There are many other glaring flaws in Obamacare and reasons a person would jump and dump. Maybe you didn't like the services that your insurance dollars would go for, or the health rationing aspect. Politicians that think they know better than you about you! But while they can litigate price fixing on health insurance, Medicaid and Medicare, they can't legislate quality.
Breaking the law
It's not just a Judas Priest song anymore. Come 2014, nearly 4 million Americans will be criminals. Even though claim jumping smacks of "cheating the system" I read about the sponsors of the Bill Harry Reid and Nancy Pelsoi making millions off insider trading deals involving their legislation. If that isn't cheating the system, I don't know what is. Two wrongs don't make a right, but should politicians expect us to be honest while we are being fleeced with countless new taxes, "penalties," and regulations?
Is it a double standard, to ask Americans to buy an overpriced product from a private company, make them criminals if they don't, while politicians from both parties get sweetheart deals from wall street. One of the few things I agree with OWS on.
But without an impossibly high penalty or health insurance prison, there will still be widespread non compliance. Even then, American's aren't easily bullied, even by big government.
Is it wrong to violate a law where the government criminalized non activity? Obama included the financing on millions of lawbreakers to help pay for the "Affordable Care Act."
Laws are only effective if they are enforced. The individual mandate in Obamacare should be renamed the individual suggestion, since there's no penalty compared to what the insured is "saving" once they enroll and get actual medical care. And it has yet to be determined if the mandate is even constitutional.
A couple final observations. There are many many people in the US that don't believe in insurance. 20% don't even have auto insurance. So the mandate will be an evil penalty because they don't want or need insurance. To each his own. But they won't be ahead from the mandate. Instead they'll have their credit damaged. Anyone think about what ruining the credit of 4 million Americans might do to real estate?
Bad accidents or emergencies are all unplanned. There is simply no way to avoid at least one in your lifetime. And they can ruin you financially. Never say never. Horrible things happen in a fraction of a second. For Profit Hospitals may charge up to 700% more for the uninsured. The ER is typically where most uninsured (and many Medicaid participants) get their care.

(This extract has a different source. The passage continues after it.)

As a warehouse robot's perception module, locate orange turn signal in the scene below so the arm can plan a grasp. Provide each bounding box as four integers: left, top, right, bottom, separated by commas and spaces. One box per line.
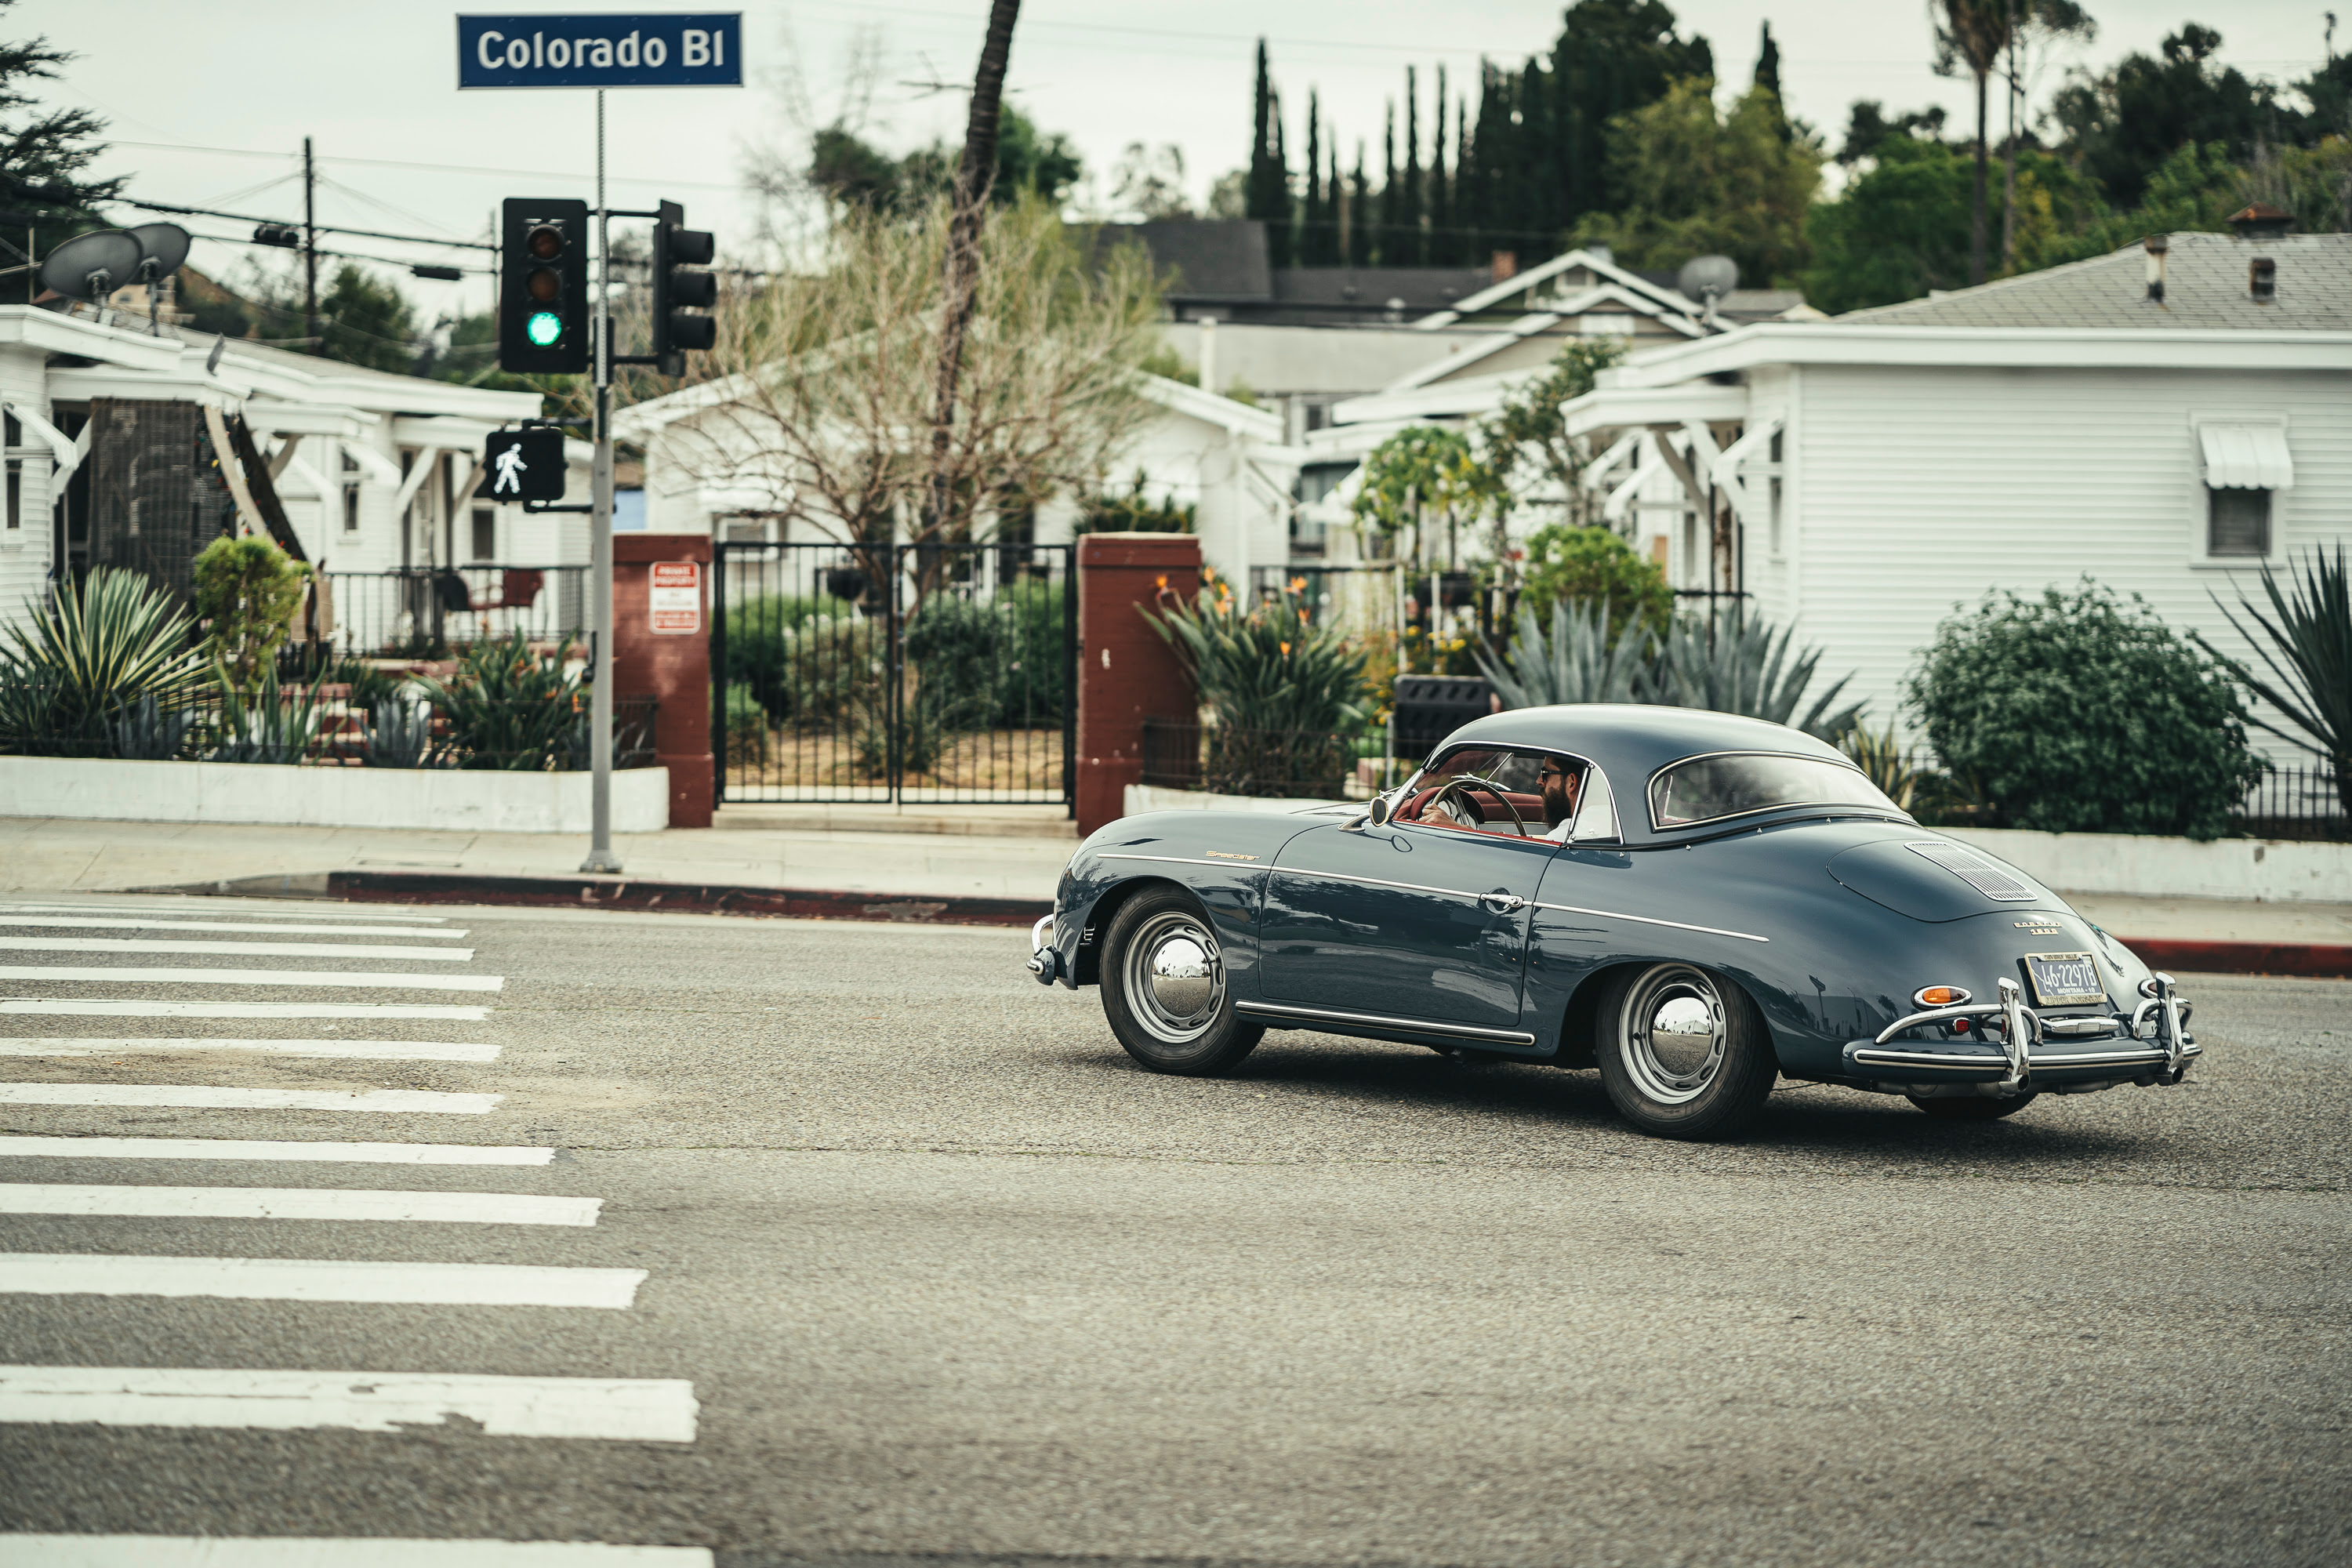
1914, 985, 1971, 1007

Medical bills are the cause of over 50% of bankruptcies in the US. You can be sued, have a judgement against you, and have that judgement renewed every 10 years here in California. If you have your own business, it's harder to collect from you. If you are an hourly wage earner, it's fairly easy, unless you move from job to job.
The insuranceless and emergencies aside, it's still over a year until the guaranteed issue portion of Obamacare kicks in. Should you have coverage until then? If you can afford it, yes. Get rates at the top. Be well. And pray the Supreme court keeps the mandate. You can't argue with Christmas quality (for now) at a Hanukkah price!